While we can all have a debate anytime about whether Australian banks are cheap, too cheap, or not at all, it is difficult to argue Macquarie Group shares do not deserve to trade at a relative premium. The gap between Macquarie and the rest of Australian financials was once again highlighted in a broad reaching sector assessment by another veteran researching banks and insurers in Australia, Brett Le Mesurier, now at Shaw and Partners.



On LeMesurier's latest assessment, Macquarie is the only financial in Australia poised to achieve significant top line growth for at least the next two-three years.
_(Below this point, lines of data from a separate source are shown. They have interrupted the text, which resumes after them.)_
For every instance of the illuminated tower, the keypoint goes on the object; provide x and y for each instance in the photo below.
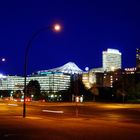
(111, 59)
(138, 59)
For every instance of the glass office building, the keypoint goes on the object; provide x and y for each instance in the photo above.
(53, 80)
(111, 60)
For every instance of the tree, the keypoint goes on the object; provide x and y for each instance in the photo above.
(33, 88)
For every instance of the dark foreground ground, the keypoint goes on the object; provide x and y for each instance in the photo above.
(34, 128)
(14, 127)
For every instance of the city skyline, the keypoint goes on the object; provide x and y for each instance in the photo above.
(88, 28)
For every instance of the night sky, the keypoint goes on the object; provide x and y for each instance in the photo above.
(89, 27)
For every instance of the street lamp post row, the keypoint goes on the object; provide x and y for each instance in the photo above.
(56, 27)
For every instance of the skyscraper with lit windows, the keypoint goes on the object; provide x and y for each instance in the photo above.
(137, 58)
(111, 59)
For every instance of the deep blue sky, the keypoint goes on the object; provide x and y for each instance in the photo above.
(89, 27)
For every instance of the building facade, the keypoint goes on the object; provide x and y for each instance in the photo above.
(111, 60)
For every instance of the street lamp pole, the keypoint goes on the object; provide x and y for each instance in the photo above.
(56, 27)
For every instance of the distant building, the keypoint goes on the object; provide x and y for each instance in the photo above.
(138, 59)
(52, 80)
(111, 60)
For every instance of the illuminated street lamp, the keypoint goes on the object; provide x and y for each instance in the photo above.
(56, 28)
(3, 59)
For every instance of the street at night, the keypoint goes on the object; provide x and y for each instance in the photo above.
(60, 121)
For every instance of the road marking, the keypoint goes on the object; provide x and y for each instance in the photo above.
(52, 111)
(12, 104)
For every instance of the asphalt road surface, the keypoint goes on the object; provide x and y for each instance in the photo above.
(69, 121)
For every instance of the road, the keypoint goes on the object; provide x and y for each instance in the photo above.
(59, 121)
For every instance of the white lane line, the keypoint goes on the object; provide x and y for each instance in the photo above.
(52, 111)
(12, 104)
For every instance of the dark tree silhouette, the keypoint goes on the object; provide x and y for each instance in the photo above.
(33, 88)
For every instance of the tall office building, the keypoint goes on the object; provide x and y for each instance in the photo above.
(111, 59)
(138, 58)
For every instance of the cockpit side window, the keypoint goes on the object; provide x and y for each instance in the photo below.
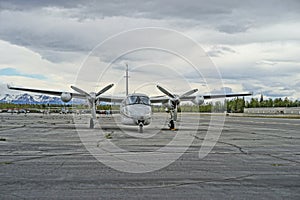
(144, 100)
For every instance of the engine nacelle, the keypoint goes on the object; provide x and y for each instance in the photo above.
(199, 100)
(169, 105)
(66, 97)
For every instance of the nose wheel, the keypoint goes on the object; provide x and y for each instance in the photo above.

In terms of growing earnings per share (EPS) for shareholders, only Suncorp ((SUN)) seems positioned to (potentially) perform better, but this comes after a disappointing period during which growth was actually negative and Suncorp's immediate outlook is also supported by asset sales.



Long suffering value-seekers might argue low expectations might give the banks and insurers such as QBE Insurance ((QBE)) and Insurance Australia Group ((IAG)) an opportunity to surprise to the upside, which is valid, but it's not like the sole option left for Macquarie is to disappoint at next year's full year result release. As a matter of fact, most analysts think the bias remains in favour of Macquarie lifting its guidance between now and then.
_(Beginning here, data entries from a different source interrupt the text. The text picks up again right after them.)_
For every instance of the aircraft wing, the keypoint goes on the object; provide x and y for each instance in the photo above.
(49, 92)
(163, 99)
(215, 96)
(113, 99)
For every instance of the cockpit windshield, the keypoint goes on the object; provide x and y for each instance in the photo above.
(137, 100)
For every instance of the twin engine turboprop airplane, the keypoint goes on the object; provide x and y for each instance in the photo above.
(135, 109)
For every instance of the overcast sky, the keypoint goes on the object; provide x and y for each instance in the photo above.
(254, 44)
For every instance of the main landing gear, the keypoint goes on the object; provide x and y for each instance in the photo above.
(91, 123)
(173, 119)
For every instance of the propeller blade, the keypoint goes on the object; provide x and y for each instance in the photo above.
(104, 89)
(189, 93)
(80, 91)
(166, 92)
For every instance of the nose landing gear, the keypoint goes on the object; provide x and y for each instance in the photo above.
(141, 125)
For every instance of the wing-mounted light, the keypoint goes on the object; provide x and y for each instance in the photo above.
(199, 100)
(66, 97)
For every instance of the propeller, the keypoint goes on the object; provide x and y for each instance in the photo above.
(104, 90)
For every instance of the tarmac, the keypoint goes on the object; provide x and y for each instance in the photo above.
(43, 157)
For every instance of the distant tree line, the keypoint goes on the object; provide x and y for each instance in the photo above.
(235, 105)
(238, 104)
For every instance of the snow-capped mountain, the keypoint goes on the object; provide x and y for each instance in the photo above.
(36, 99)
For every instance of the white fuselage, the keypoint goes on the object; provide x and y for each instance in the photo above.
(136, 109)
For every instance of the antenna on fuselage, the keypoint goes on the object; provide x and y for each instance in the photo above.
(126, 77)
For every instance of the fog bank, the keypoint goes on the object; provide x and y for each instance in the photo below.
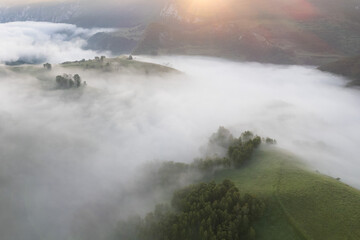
(37, 42)
(67, 156)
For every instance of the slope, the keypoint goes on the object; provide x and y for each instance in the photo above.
(300, 204)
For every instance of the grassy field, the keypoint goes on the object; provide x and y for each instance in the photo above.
(301, 204)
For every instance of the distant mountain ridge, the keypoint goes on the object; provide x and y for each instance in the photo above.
(286, 32)
(83, 13)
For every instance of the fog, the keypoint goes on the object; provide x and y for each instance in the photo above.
(37, 42)
(69, 158)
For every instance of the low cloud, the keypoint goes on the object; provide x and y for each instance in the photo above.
(67, 156)
(36, 42)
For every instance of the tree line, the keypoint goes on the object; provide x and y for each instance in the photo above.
(206, 211)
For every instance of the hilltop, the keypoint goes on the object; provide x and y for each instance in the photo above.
(301, 204)
(300, 32)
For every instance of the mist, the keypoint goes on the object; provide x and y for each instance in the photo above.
(69, 159)
(38, 42)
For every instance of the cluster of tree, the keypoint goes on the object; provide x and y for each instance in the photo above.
(47, 66)
(67, 81)
(203, 211)
(229, 152)
(237, 150)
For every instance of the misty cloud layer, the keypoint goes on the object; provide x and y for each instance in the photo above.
(36, 42)
(67, 156)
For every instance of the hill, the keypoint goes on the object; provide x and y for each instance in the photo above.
(347, 67)
(301, 204)
(296, 32)
(120, 65)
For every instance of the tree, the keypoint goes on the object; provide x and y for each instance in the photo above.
(47, 66)
(77, 80)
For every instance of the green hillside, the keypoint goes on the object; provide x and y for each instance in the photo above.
(119, 64)
(301, 204)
LeMesurier makes a point of highlighting how severe the challenges and risks are for AMP ((AMP)) and Challenger ((CGF)) in the sector.



Macquarie's well-being, of course, is much more aligned with asset markets and investor sentiment globally, but, irrespective, the Shaw and Partners report highlights the consistent revenue that Macquarie has returned on the employment of its capital over the past decade, described as "an extraordinary performance in view of the different market conditions that have existed over that period".
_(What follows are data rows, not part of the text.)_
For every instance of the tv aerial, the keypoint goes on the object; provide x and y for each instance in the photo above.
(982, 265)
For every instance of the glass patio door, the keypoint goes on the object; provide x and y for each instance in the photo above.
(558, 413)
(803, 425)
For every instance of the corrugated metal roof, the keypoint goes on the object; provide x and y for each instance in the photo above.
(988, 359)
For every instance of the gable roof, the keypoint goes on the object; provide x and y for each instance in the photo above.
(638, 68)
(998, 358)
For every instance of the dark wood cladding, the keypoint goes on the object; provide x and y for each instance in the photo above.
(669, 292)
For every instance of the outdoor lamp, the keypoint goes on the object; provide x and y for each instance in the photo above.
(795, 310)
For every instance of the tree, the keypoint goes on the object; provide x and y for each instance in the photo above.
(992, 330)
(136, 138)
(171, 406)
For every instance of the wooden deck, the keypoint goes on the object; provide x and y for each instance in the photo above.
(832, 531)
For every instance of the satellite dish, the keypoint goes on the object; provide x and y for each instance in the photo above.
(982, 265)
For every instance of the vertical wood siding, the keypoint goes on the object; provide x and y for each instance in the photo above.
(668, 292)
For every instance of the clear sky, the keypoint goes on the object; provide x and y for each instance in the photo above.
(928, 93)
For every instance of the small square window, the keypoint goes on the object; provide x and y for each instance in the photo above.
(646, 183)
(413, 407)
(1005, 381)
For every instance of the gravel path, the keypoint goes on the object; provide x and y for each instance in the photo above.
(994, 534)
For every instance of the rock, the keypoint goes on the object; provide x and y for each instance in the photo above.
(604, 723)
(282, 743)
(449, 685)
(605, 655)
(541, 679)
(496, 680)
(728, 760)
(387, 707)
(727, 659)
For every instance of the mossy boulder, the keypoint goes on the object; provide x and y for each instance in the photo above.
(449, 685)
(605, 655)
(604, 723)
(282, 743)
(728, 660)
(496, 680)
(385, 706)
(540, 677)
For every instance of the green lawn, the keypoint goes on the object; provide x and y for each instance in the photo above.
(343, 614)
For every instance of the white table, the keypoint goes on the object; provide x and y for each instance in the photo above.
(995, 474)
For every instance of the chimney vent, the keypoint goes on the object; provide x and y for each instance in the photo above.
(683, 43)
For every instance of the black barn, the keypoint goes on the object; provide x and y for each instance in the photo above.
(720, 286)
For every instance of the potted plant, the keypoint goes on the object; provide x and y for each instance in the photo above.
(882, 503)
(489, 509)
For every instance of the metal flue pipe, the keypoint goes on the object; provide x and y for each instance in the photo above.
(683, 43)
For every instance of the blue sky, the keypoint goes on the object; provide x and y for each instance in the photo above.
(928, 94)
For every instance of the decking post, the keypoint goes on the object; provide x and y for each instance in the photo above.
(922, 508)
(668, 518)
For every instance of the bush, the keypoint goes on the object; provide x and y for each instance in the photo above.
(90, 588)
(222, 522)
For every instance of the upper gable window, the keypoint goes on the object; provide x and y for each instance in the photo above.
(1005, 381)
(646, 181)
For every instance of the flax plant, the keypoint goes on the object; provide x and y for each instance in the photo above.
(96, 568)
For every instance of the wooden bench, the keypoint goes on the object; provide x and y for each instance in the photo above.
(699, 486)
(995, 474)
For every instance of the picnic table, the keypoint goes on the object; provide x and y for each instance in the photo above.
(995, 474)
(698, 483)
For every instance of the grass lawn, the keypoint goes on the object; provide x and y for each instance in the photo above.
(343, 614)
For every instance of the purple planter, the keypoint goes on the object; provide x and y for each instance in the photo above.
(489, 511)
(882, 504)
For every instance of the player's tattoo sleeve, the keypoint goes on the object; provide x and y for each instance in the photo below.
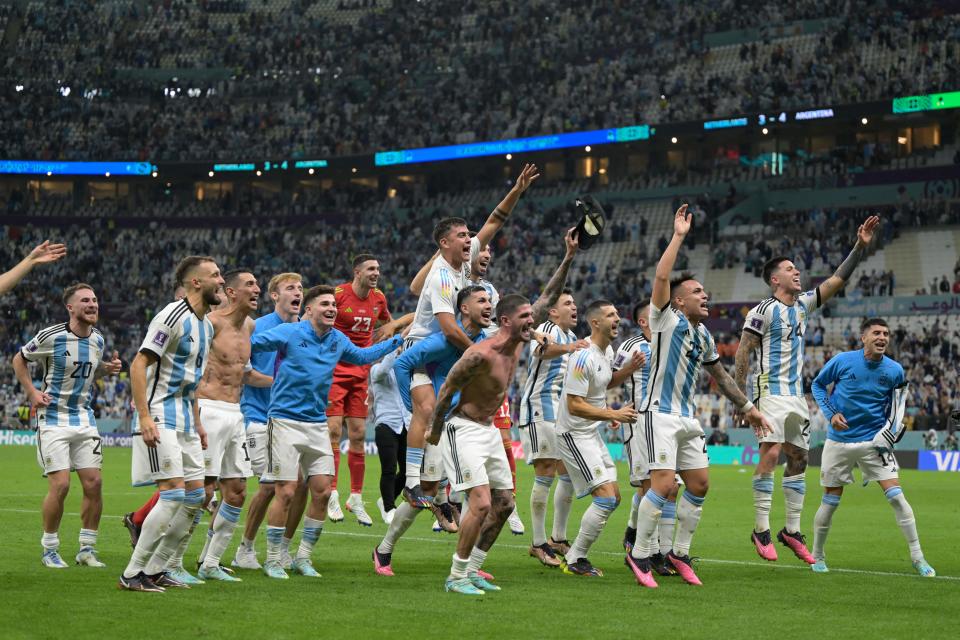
(551, 293)
(726, 384)
(748, 343)
(845, 270)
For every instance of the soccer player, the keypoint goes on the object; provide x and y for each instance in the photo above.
(437, 356)
(635, 442)
(391, 418)
(865, 411)
(71, 354)
(435, 311)
(298, 438)
(546, 368)
(226, 457)
(681, 346)
(286, 292)
(168, 450)
(777, 326)
(360, 306)
(582, 413)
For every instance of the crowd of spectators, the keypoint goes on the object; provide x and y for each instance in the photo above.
(291, 78)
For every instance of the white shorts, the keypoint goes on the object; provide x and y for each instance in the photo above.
(588, 461)
(69, 448)
(431, 469)
(543, 441)
(675, 443)
(839, 459)
(790, 419)
(473, 455)
(226, 455)
(257, 447)
(295, 448)
(177, 455)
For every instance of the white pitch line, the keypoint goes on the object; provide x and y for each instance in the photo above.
(448, 540)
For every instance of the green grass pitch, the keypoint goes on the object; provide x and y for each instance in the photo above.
(871, 591)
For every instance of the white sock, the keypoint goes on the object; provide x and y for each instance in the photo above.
(538, 508)
(821, 523)
(689, 509)
(591, 524)
(50, 541)
(562, 502)
(794, 489)
(403, 517)
(477, 558)
(668, 523)
(648, 519)
(228, 516)
(458, 569)
(154, 526)
(311, 533)
(88, 538)
(762, 499)
(908, 524)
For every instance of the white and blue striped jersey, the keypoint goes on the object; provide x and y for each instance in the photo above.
(678, 352)
(639, 378)
(541, 390)
(181, 340)
(781, 329)
(69, 364)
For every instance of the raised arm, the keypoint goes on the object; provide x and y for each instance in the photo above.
(661, 280)
(833, 284)
(557, 281)
(733, 393)
(498, 218)
(471, 365)
(43, 253)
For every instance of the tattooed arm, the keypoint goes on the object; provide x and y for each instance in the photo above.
(551, 293)
(471, 365)
(733, 393)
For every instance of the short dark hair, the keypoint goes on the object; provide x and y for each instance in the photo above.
(443, 227)
(361, 258)
(595, 306)
(770, 266)
(685, 276)
(72, 289)
(187, 265)
(466, 292)
(230, 277)
(510, 303)
(637, 308)
(316, 291)
(869, 322)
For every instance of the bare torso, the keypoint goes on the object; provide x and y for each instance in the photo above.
(483, 396)
(229, 354)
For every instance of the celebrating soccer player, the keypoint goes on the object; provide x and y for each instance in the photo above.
(778, 326)
(71, 353)
(865, 411)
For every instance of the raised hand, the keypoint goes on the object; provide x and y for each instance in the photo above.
(527, 177)
(681, 221)
(46, 252)
(865, 232)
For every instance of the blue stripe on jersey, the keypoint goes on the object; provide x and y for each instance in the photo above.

Strictly taken, and this is pretty much a view carried across the community of analysts covering the company, growth at the Golden Donut is slowing, and is likely to be lower in the years ahead vis-a-vis the years past. But it continues to stand head-and-shoulders above the rest in the sector.



Only by also including the second factor can we justify, and understand, the valuation premium that has been priced in Macquarie shares. What goes for Macquarie, also applies to CSL et al.


 

 

The most famous words in finance



Contrary to those who use Sir John Templeton's famous quote to argue markets have gone temporarily off the proven and tested script, I have been arguing for years now this time IS different, times have changed, it's a different context altogether from pre- and immediately after the GFC, with changing operational dynamics significantly widening the gap between Haves and Have Nots in and outside the share market.



At least Chad Slater is candid enough to acknowledge value investing is, in its essence, buying lesser quality companies in the hope they can overcome their challenges. In the overwhelming number of cases, this has proven to be a bigger-than-usual challenge, which is why detailed analysis, by OSAM, Slater and by others, reveals many "cheap" looking stocks post-GFC have simply proved to be "value traps".



This is also why the share market since 2013 has so clearly favoured quality above lesser quality, yet another characteristic many a value-investor finds it difficult to grapple with.



This is not to say investors should no longer pay attention to valuation when adding shares to their portfolio. Relying on the past, however, or using High/Low PEs as the sole point of reference is almost guaranteed a recipe for disappointment, as has been proven in the years past.



As to what is needed to break the market's obsession with Growth over Value, I'd suggest a dramatic change in overall dynamics, such as the Reflation Trade-inspired portfolio switching in the second half of 2016. Ultimately, that switch, which took place in a different context, only lasted for five whole months.



For all the value investors out there who cannot but stick to the script, here's the advice from Chad Slater, quoting hedge fund trader Paul Tudor Jones:

"You adapt, evolve, compete, or die."